When I dream of heaven on earth, I imagine a place where the Ruby Rims of the world can just be who they are without constantly having to defend themselves; a place where people take time to listen before they make assumptions about people whose sexual orientation or gender identity is different than theirs. In such a world, people might be pleasantly surprised to learn that a man who likes to dress as a woman has something unique to reveal about the divine, something we might otherwise never come to realize, wearing the same boring outfits day after day.

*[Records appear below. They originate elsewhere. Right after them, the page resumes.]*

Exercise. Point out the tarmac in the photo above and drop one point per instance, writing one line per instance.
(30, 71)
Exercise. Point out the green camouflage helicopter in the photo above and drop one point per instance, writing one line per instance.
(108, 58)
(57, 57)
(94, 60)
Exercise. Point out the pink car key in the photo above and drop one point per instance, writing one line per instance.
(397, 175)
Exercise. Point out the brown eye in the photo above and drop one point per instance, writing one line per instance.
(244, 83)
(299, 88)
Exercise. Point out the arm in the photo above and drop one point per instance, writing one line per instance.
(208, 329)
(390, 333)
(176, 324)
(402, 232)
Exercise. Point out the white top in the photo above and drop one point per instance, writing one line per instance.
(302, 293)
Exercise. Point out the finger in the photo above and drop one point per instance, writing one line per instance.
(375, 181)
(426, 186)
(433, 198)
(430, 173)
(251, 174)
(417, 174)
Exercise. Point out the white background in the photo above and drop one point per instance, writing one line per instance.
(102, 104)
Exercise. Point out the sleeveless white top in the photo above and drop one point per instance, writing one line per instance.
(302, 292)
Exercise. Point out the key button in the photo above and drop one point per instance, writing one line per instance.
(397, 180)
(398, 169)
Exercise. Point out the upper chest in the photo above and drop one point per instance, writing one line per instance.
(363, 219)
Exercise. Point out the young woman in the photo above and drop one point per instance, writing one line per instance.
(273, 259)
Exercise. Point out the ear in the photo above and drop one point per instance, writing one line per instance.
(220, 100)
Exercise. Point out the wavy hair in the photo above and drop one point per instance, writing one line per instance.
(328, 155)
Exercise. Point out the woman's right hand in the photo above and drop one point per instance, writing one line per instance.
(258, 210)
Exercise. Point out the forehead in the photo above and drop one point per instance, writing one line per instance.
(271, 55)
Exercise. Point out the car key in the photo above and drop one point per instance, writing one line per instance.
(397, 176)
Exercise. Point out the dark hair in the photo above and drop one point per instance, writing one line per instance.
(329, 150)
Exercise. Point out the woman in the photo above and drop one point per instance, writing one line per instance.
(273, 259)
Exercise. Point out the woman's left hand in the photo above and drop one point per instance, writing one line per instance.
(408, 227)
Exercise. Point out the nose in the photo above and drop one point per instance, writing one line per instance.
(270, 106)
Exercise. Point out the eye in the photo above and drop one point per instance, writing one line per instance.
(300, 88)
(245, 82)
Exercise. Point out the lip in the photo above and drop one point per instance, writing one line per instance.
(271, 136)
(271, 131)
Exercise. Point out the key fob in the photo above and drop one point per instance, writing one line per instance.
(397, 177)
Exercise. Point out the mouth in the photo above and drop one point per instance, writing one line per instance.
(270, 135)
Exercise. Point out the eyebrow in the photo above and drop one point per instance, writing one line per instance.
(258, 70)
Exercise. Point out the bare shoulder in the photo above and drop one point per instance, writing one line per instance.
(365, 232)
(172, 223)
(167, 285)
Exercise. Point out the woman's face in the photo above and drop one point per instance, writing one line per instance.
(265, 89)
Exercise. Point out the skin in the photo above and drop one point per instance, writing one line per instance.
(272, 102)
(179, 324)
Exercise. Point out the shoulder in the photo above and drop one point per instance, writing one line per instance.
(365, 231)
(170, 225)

Since leaving home 8½ years ago, I’ve come to realize that my deep gladness comes from media and ministry. Part of this deep gladness I’ve discovered at Judson, having been invited last May to come and work in a church where I could do both these things: media and ministry. When their power is used in the right way, the Church and the media are institutions with tremendous capacity to do a lot of good in the world. For the most part, however, these institutions—more than any others—are what hinder sexual minorities from becoming full participants in society. As a reminder, half of the money raised to overturn the Supreme Court’s ruling to allow same-sex marriage in California was provided by the Mormon Church. The media continues to eat this story up, but why aren’t they banging down Ruby’s door? I suppose they’re concerned people might realize they have much more in common with a drag queen than they thought. Then the ratings drop, followed by the profits. Unfortunately, what sells in this country is the notion we are somehow different than our neighbor.

The short film you saw a few minutes ago doesn’t perpetuate stereotypes about gay people, as most media does; rather it seeks to honor one individual’s whole personhood by showing all their different sides. Who knew a drag queen had faith in something more than makeup? Well, when was the last time anyone asked?

If you’re interested in this dream of creating a television show that ministers to sexual minorities in fun and thoughtful ways, I encourage you to speak with me about what makes you really happy, because I just might have a job for you. It takes more than one person to create and sustain a television show; indeed, it takes a village. I need you. And there is a deep need in the world for media that ministers on a regular basis to sexual minorities who are struggling to reconcile their faith and sexuality. Not knowing how, too many young people die trying.

My dream for heaven on earth has me on a journey to become what my friend Macky Alston calls “the gay religious Oprah.” What’s your dream? What needs to happen in 2009 for that dream to move closer to fruition? And how might this community of faith be helpful to you in the process?

I don’t know about you, but I’m afraid hope for one heaven just isn’t enough for me. That’s because I do find in myself a desire that no experience of this world can ever satisfy, namely that I might one day be reunited with dearly departed loved ones in a place where there’s love overflowing, freedom from pain, and justice prevails. Though this world is far from perfect, I sure do love living here; and so I hope it’s a little while longer before I learn what finally becomes of my otherworldly desires. For now let us be grateful to be alive with hope for things not yet seen face to face, but through a mirror dimly with the eyes of our hearts.